Re: Support for NSS as a libpq TLS backend

From: Jacob Champion <pchampion(at)vmware(dot)com>
To: Daniel Gustafsson <daniel(at)yesql(dot)se>
Cc: Heikki Linnakangas <hlinnaka(at)iki(dot)fi>, Andres Freund <andres(at)anarazel(dot)de>, Postgres hackers <pgsql-hackers(at)lists(dot)postgresql(dot)org>, Michael Paquier <michael(at)paquier(dot)xyz>, Andrew Dunstan <andrew(dot)dunstan(at)2ndquadrant(dot)com>, Stephen Frost <sfrost(at)snowman(dot)net>, Thomas Munro <thomas(dot)munro(at)gmail(dot)com>
Subject: Re: Support for NSS as a libpq TLS backend
Date: 2020-11-12 22:12:42
Message-ID: FBA0C365-3B19-4E40-98F4-8B0064DB7127@vmware.com
Views: Raw Message | Whole Thread | Download mbox | Resend email
Thread:
Lists: pgsql-hackers

On Nov 11, 2020, at 10:57 AM, Jacob Champion <pchampion(at)vmware(dot)com> wrote:
>
> False alarm -- the stderr debugging I'd added in to track down the
> assertion tripped up the "no stderr" tests. Zero failing tests now.

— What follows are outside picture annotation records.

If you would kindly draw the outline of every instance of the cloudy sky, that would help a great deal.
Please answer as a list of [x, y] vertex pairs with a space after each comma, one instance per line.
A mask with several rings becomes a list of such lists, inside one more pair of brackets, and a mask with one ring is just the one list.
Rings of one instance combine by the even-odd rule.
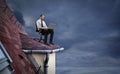
[[32, 37], [45, 14], [55, 23], [57, 74], [120, 74], [120, 0], [7, 0]]

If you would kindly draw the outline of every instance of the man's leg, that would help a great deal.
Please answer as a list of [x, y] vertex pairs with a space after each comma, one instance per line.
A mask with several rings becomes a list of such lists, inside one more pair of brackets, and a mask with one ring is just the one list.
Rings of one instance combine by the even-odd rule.
[[42, 29], [42, 34], [44, 35], [44, 43], [47, 44], [48, 32], [47, 30]]
[[49, 41], [49, 43], [53, 44], [54, 30], [53, 30], [53, 29], [50, 29], [50, 30], [49, 30], [49, 33], [50, 33], [50, 41]]

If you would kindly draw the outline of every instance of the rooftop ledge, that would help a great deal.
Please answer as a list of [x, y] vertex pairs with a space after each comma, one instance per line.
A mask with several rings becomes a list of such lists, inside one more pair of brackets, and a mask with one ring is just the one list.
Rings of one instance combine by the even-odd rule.
[[23, 51], [25, 53], [55, 53], [55, 52], [60, 52], [64, 50], [63, 47], [58, 48], [58, 49], [53, 49], [53, 50], [27, 50], [27, 49], [23, 49]]
[[64, 48], [59, 45], [46, 45], [27, 34], [20, 33], [20, 38], [22, 49], [25, 53], [55, 53], [64, 50]]

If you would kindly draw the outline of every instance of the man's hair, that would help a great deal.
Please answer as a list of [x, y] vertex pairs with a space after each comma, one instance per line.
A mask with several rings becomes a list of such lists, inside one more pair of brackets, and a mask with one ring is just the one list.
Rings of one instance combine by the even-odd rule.
[[42, 17], [44, 14], [40, 14], [40, 17]]

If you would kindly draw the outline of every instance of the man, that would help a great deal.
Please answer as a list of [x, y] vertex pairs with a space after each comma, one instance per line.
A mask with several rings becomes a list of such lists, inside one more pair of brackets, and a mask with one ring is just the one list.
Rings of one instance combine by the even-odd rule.
[[36, 21], [36, 25], [37, 25], [37, 28], [39, 30], [39, 32], [45, 36], [44, 38], [44, 43], [45, 44], [48, 44], [47, 43], [47, 37], [48, 35], [50, 34], [50, 40], [49, 40], [49, 43], [50, 44], [53, 44], [53, 35], [54, 35], [54, 31], [53, 29], [49, 29], [44, 21], [44, 15], [41, 14], [40, 15], [40, 18]]

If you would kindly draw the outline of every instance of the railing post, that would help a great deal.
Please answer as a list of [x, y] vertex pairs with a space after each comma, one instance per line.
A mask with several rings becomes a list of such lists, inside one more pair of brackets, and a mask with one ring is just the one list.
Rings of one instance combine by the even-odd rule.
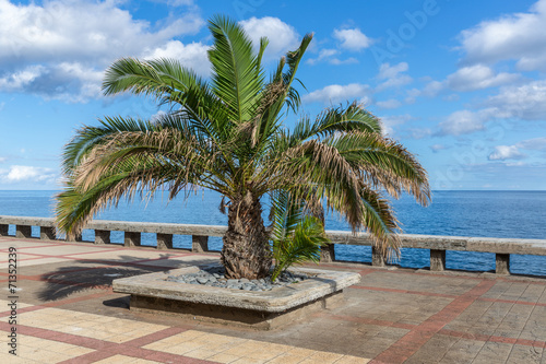
[[384, 257], [375, 246], [371, 247], [371, 266], [384, 267]]
[[430, 270], [435, 272], [446, 270], [446, 250], [430, 249]]
[[140, 246], [140, 233], [126, 232], [123, 246]]
[[191, 235], [191, 251], [209, 251], [209, 236]]
[[66, 242], [74, 243], [74, 242], [82, 242], [82, 234], [78, 234], [74, 237], [71, 238], [64, 238]]
[[95, 244], [110, 244], [110, 231], [95, 230]]
[[8, 236], [9, 224], [0, 224], [0, 236]]
[[157, 233], [157, 249], [173, 249], [173, 234]]
[[327, 244], [320, 247], [320, 261], [332, 262], [335, 261], [335, 245]]
[[495, 255], [495, 272], [497, 274], [510, 274], [510, 255], [496, 254]]
[[29, 225], [16, 225], [15, 227], [15, 237], [19, 238], [29, 238], [32, 237], [32, 226]]
[[52, 226], [39, 226], [39, 238], [43, 240], [55, 240], [57, 238], [57, 230]]

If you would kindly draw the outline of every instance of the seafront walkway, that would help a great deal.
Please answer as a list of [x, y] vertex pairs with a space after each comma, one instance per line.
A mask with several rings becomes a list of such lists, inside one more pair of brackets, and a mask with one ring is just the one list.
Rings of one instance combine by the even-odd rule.
[[358, 272], [360, 283], [337, 308], [271, 331], [134, 313], [111, 290], [116, 278], [217, 259], [0, 237], [0, 363], [546, 364], [546, 279], [321, 263]]

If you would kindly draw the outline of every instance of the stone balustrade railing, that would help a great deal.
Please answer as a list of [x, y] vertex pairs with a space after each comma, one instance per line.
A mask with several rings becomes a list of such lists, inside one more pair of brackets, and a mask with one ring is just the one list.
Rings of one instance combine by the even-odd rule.
[[[9, 225], [15, 225], [15, 237], [31, 238], [32, 226], [39, 226], [40, 239], [56, 239], [57, 233], [54, 219], [0, 215], [0, 236], [8, 236]], [[224, 236], [227, 226], [192, 225], [168, 223], [142, 223], [127, 221], [95, 220], [86, 228], [95, 231], [95, 244], [109, 244], [110, 232], [124, 232], [124, 246], [141, 245], [141, 233], [157, 234], [157, 249], [171, 249], [173, 235], [191, 235], [192, 251], [207, 251], [209, 236]], [[322, 261], [334, 261], [334, 245], [367, 245], [372, 246], [369, 234], [353, 235], [351, 232], [327, 231], [333, 244], [322, 250]], [[446, 250], [494, 253], [496, 255], [496, 272], [510, 273], [510, 255], [546, 256], [546, 239], [490, 238], [437, 235], [400, 235], [403, 248], [420, 248], [430, 250], [430, 270], [446, 269]], [[81, 240], [81, 237], [75, 240]], [[371, 249], [371, 265], [384, 266], [384, 258], [373, 247]]]

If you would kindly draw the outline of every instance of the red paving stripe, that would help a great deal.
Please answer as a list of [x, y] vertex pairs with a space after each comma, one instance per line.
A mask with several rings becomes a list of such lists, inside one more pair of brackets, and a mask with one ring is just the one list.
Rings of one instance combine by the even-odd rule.
[[153, 332], [150, 334], [146, 334], [142, 338], [133, 339], [131, 341], [127, 341], [123, 344], [130, 345], [130, 347], [145, 347], [147, 344], [151, 344], [152, 342], [156, 342], [159, 340], [163, 340], [165, 338], [171, 337], [174, 334], [187, 331], [188, 329], [181, 328], [181, 327], [169, 327], [167, 329]]
[[[0, 330], [9, 332], [11, 330], [11, 326], [8, 322], [0, 321]], [[159, 334], [157, 334], [156, 338], [158, 338], [157, 340], [168, 338], [173, 334], [181, 332], [180, 330], [183, 331], [183, 329], [177, 329], [177, 328], [169, 328], [166, 330], [162, 330], [158, 332]], [[92, 353], [83, 354], [83, 355], [60, 362], [60, 363], [66, 363], [66, 364], [68, 364], [68, 363], [74, 363], [74, 364], [94, 363], [96, 361], [111, 357], [111, 356], [115, 356], [118, 354], [131, 356], [131, 357], [135, 357], [135, 359], [156, 360], [156, 361], [164, 361], [164, 362], [171, 362], [171, 363], [188, 363], [188, 364], [190, 364], [190, 363], [195, 363], [195, 364], [213, 364], [213, 363], [215, 363], [215, 362], [211, 362], [211, 361], [187, 357], [183, 355], [176, 355], [176, 354], [159, 352], [159, 351], [155, 351], [155, 350], [143, 349], [143, 348], [136, 347], [134, 344], [130, 344], [131, 342], [138, 343], [140, 341], [140, 339], [145, 339], [143, 342], [145, 342], [144, 344], [147, 344], [147, 343], [150, 343], [149, 341], [151, 339], [154, 339], [153, 334], [145, 336], [144, 338], [131, 340], [131, 341], [124, 342], [124, 343], [115, 343], [115, 342], [109, 342], [109, 341], [105, 341], [105, 340], [81, 337], [78, 334], [58, 332], [58, 331], [54, 331], [54, 330], [40, 329], [40, 328], [35, 328], [35, 327], [24, 326], [24, 325], [17, 325], [17, 332], [21, 334], [32, 336], [35, 338], [58, 341], [58, 342], [63, 342], [63, 343], [68, 343], [68, 344], [76, 345], [76, 347], [83, 347], [83, 348], [95, 350]], [[154, 342], [154, 341], [151, 341], [151, 342]]]
[[442, 310], [430, 316], [423, 324], [399, 339], [399, 341], [375, 359], [379, 362], [392, 364], [403, 363], [430, 340], [435, 333], [461, 315], [480, 295], [489, 291], [495, 283], [496, 281], [494, 280], [479, 282], [472, 290], [453, 300]]
[[478, 301], [500, 302], [500, 303], [509, 303], [509, 304], [514, 304], [514, 305], [526, 305], [526, 306], [541, 306], [541, 307], [546, 306], [546, 303], [529, 302], [529, 301], [499, 300], [499, 298], [488, 298], [488, 297], [479, 297]]
[[461, 332], [461, 331], [446, 330], [446, 329], [438, 331], [438, 333], [455, 338], [470, 339], [470, 340], [494, 341], [494, 342], [510, 343], [524, 347], [546, 348], [546, 341], [538, 341], [538, 340], [526, 340], [526, 339], [517, 339], [517, 338], [507, 338], [507, 337], [497, 337], [487, 334], [473, 334], [468, 332]]
[[434, 296], [434, 297], [444, 297], [444, 298], [456, 298], [456, 297], [459, 297], [455, 294], [422, 292], [422, 291], [407, 291], [407, 290], [396, 290], [396, 289], [383, 289], [383, 287], [379, 287], [379, 286], [368, 286], [368, 285], [352, 285], [351, 289], [368, 290], [368, 291], [380, 291], [380, 292], [393, 292], [393, 293], [406, 293], [406, 294], [418, 294], [418, 295], [422, 295], [422, 296]]
[[412, 325], [412, 324], [401, 324], [401, 322], [394, 322], [394, 321], [377, 320], [377, 319], [372, 319], [372, 318], [354, 317], [354, 316], [345, 316], [345, 315], [329, 315], [328, 313], [318, 313], [318, 314], [314, 314], [313, 316], [314, 317], [327, 317], [327, 318], [334, 319], [334, 320], [359, 322], [359, 324], [366, 324], [366, 325], [394, 327], [397, 329], [406, 329], [406, 330], [413, 330], [417, 327], [417, 325]]
[[[68, 305], [68, 304], [71, 304], [71, 303], [76, 303], [76, 302], [82, 302], [82, 301], [87, 301], [87, 300], [104, 297], [104, 296], [108, 296], [108, 295], [111, 295], [111, 294], [114, 294], [114, 292], [111, 291], [111, 287], [108, 287], [108, 290], [104, 290], [104, 292], [97, 292], [97, 293], [93, 293], [93, 294], [87, 294], [87, 295], [80, 296], [80, 297], [73, 297], [73, 298], [67, 298], [67, 300], [60, 300], [60, 301], [54, 301], [54, 302], [50, 302], [50, 303], [44, 303], [44, 304], [40, 304], [40, 305], [35, 305], [35, 306], [29, 306], [29, 307], [21, 307], [21, 308], [17, 307], [17, 314], [29, 313], [29, 312], [33, 312], [33, 310], [44, 309], [44, 308], [48, 308], [48, 307], [58, 307], [58, 306]], [[3, 313], [0, 313], [0, 317], [5, 317], [5, 316], [10, 316], [10, 315], [11, 315], [11, 310], [5, 310]]]

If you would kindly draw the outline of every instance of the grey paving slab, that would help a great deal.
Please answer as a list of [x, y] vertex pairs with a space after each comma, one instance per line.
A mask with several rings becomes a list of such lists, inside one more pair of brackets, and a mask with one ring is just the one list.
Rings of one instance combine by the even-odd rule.
[[513, 344], [486, 342], [474, 357], [473, 364], [505, 363], [512, 351]]

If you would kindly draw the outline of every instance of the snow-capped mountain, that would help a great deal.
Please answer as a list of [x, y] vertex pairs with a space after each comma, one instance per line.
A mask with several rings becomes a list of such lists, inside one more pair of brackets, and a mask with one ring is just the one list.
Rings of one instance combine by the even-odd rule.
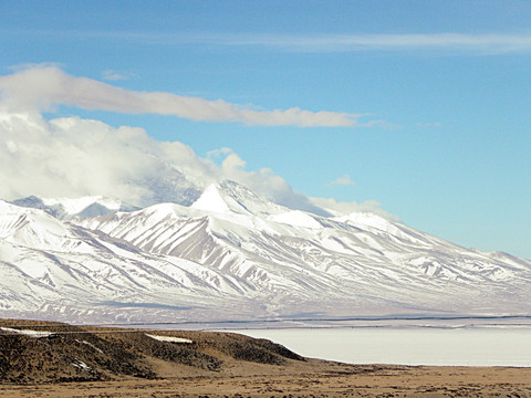
[[207, 187], [191, 206], [71, 221], [52, 214], [0, 202], [0, 313], [67, 321], [531, 313], [529, 260], [372, 213], [290, 210], [232, 181]]
[[30, 196], [28, 198], [13, 200], [12, 203], [20, 207], [44, 210], [46, 213], [60, 220], [96, 217], [115, 211], [139, 210], [139, 208], [124, 203], [118, 199], [110, 199], [102, 196], [83, 197], [79, 199], [50, 199]]

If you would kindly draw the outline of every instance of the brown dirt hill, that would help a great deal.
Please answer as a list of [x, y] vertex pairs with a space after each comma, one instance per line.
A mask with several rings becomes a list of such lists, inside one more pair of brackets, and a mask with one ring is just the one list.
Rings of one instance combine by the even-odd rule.
[[[0, 383], [207, 376], [230, 368], [233, 362], [279, 366], [305, 360], [281, 345], [231, 333], [81, 327], [14, 320], [0, 320]], [[34, 337], [12, 329], [53, 334]], [[147, 334], [192, 343], [160, 342]]]

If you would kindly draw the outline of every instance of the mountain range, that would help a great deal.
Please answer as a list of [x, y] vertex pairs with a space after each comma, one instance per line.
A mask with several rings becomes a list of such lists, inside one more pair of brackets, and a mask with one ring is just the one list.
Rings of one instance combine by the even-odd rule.
[[1, 317], [74, 323], [531, 313], [529, 260], [230, 180], [142, 209], [0, 201], [0, 275]]

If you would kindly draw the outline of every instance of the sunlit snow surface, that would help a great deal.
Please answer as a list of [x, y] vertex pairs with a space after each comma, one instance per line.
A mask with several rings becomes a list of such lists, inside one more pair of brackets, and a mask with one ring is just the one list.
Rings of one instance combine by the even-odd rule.
[[242, 329], [295, 353], [348, 364], [531, 366], [531, 327]]
[[70, 221], [0, 201], [0, 316], [75, 323], [531, 314], [529, 260], [376, 214], [293, 211], [231, 181], [190, 207]]

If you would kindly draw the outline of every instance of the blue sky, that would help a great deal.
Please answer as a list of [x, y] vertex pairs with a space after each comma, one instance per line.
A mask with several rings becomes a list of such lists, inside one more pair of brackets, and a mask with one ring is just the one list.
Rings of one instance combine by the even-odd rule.
[[304, 195], [376, 200], [531, 258], [529, 21], [529, 1], [2, 1], [0, 74], [48, 63], [127, 91], [346, 114], [300, 127], [65, 104], [46, 117], [139, 126], [201, 157], [228, 147]]

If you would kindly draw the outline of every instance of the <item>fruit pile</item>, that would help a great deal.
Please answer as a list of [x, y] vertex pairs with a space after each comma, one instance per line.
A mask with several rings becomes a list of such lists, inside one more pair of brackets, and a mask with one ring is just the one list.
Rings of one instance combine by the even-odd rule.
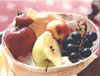
[[72, 32], [71, 37], [67, 37], [62, 44], [65, 53], [63, 56], [68, 56], [69, 60], [73, 63], [78, 62], [83, 58], [87, 58], [91, 55], [90, 48], [93, 46], [93, 41], [97, 39], [95, 32], [88, 32], [83, 37], [78, 31]]
[[[20, 12], [18, 12], [20, 13]], [[33, 20], [24, 14], [15, 17], [15, 28], [5, 35], [5, 43], [15, 58], [32, 52], [36, 41], [34, 30], [28, 27]]]
[[48, 22], [45, 32], [38, 38], [29, 27], [35, 23], [32, 18], [18, 12], [15, 22], [15, 28], [4, 37], [6, 46], [16, 59], [32, 53], [37, 66], [60, 66], [63, 56], [68, 57], [72, 63], [87, 58], [92, 54], [91, 47], [97, 39], [95, 32], [87, 32], [88, 25], [85, 22], [85, 28], [79, 24], [78, 29], [70, 29], [65, 20], [54, 19]]

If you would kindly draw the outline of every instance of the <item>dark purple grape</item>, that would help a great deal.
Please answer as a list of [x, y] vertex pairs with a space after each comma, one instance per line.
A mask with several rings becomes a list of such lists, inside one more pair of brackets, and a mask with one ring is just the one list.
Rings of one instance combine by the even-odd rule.
[[77, 52], [70, 53], [68, 58], [72, 63], [75, 63], [75, 62], [78, 62], [79, 60], [81, 60], [81, 57]]
[[72, 39], [75, 41], [81, 40], [81, 34], [78, 31], [72, 32]]
[[95, 32], [88, 32], [87, 37], [91, 42], [93, 42], [97, 39], [97, 34]]
[[83, 58], [87, 58], [91, 55], [91, 50], [89, 48], [84, 48], [81, 52], [80, 52], [80, 55], [83, 57]]
[[67, 37], [63, 43], [62, 43], [62, 47], [65, 48], [65, 46], [69, 43], [73, 43], [73, 39], [71, 37]]
[[68, 56], [67, 52], [61, 52], [62, 56]]
[[84, 42], [83, 42], [83, 47], [91, 48], [92, 45], [93, 45], [93, 42], [90, 41], [90, 40], [88, 39], [88, 37], [85, 37], [85, 38], [84, 38]]

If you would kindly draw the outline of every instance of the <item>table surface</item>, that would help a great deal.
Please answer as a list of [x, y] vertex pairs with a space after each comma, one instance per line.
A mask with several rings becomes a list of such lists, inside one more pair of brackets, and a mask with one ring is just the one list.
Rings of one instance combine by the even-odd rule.
[[[41, 8], [40, 8], [41, 6]], [[3, 31], [13, 20], [17, 11], [27, 13], [29, 8], [40, 11], [56, 11], [56, 12], [70, 12], [81, 14], [83, 16], [88, 15], [91, 9], [91, 0], [71, 0], [71, 1], [54, 1], [54, 0], [42, 0], [42, 1], [0, 1], [0, 31]], [[95, 17], [96, 25], [99, 24], [99, 15]], [[98, 57], [93, 63], [91, 63], [85, 70], [83, 70], [78, 76], [100, 76], [100, 57]]]

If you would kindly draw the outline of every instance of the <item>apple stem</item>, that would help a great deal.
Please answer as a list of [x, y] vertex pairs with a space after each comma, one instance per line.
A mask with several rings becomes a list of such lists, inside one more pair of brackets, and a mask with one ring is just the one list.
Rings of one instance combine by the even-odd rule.
[[47, 59], [46, 61], [47, 61], [47, 65], [46, 65], [45, 72], [47, 72], [47, 70], [48, 70], [48, 66], [49, 66], [49, 60]]

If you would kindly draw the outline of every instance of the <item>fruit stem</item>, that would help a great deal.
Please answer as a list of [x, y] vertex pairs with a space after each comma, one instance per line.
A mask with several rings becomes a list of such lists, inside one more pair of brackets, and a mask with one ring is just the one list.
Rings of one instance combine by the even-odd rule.
[[47, 72], [47, 70], [48, 70], [48, 66], [49, 66], [49, 62], [50, 62], [48, 59], [46, 59], [46, 61], [47, 61], [47, 65], [46, 65], [45, 72]]
[[86, 22], [84, 22], [84, 26], [85, 26], [85, 28], [84, 28], [84, 34], [82, 36], [82, 40], [81, 40], [81, 43], [80, 43], [80, 47], [82, 47], [82, 45], [83, 45], [84, 36], [85, 36], [85, 34], [87, 32], [87, 24], [86, 24]]

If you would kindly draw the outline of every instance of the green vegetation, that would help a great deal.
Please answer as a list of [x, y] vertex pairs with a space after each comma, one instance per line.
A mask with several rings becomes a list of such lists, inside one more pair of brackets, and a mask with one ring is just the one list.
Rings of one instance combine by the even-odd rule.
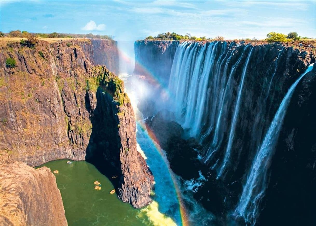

I took a look at the OpenSSL interop problems you mentioned upthread. I
don't see a hang like you did, but I do see a PR_IO_TIMEOUT_ERROR during
connection.

I think pgtls_read() needs to treat PR_IO_TIMEOUT_ERROR as if no bytes
were read, in order to satisfy its API. There was some discussion on
this upthread:

On Oct 27, 2020, at 1:07 PM, Daniel Gustafsson <daniel(at)yesql(dot)se> wrote:
>
> On 20 Oct 2020, at 21:15, Andres Freund <andres(at)anarazel(dot)de> wrote:
>>
>>> + case PR_IO_TIMEOUT_ERROR:
>>> + break;
>>
>> What does this mean? We'll return with a 0 errno here, right? When is
>> this case reachable?
>
> It should, AFAICT, only be reachable when PR_Recv is used with a timeout which
> we don't do. It mentioned somewhere that it had happened in no-wait calls due
> to a bug, but I fail to find that reference now. Either way, I've removed it
> to fall into the default error handling which now sets errno correctly as that
> was a paddle short here.

PR_IO_TIMEOUT_ERROR is definitely returned in no-wait calls on my
machine. It doesn't look like the PR_Recv() API has a choice -- if
there's no data, it can't return a positive integer, and returning zero
means that the socket has been disconnected. So -1 with a timeout error
is the only option.

I'm not completely sure why this is exposed so easily with an OpenSSL
server -- I'm guessing the implementation slices up its packets
differently on the wire, causing a read event before NSS is able to
decrypt a full record -- but it's worth noting that this case also shows
up during NSS-to-NSS psql connections, when handling notifications at
the end of every query. PQconsumeInput() reports a hard failure with the
current implementation, but its return value is ignored by
PrintNotifications(). Otherwise this probably would have showed up
earlier.

(What's the best way to test this case? Are there lower-level tests for
the protocol/network layer somewhere that I'm missing?)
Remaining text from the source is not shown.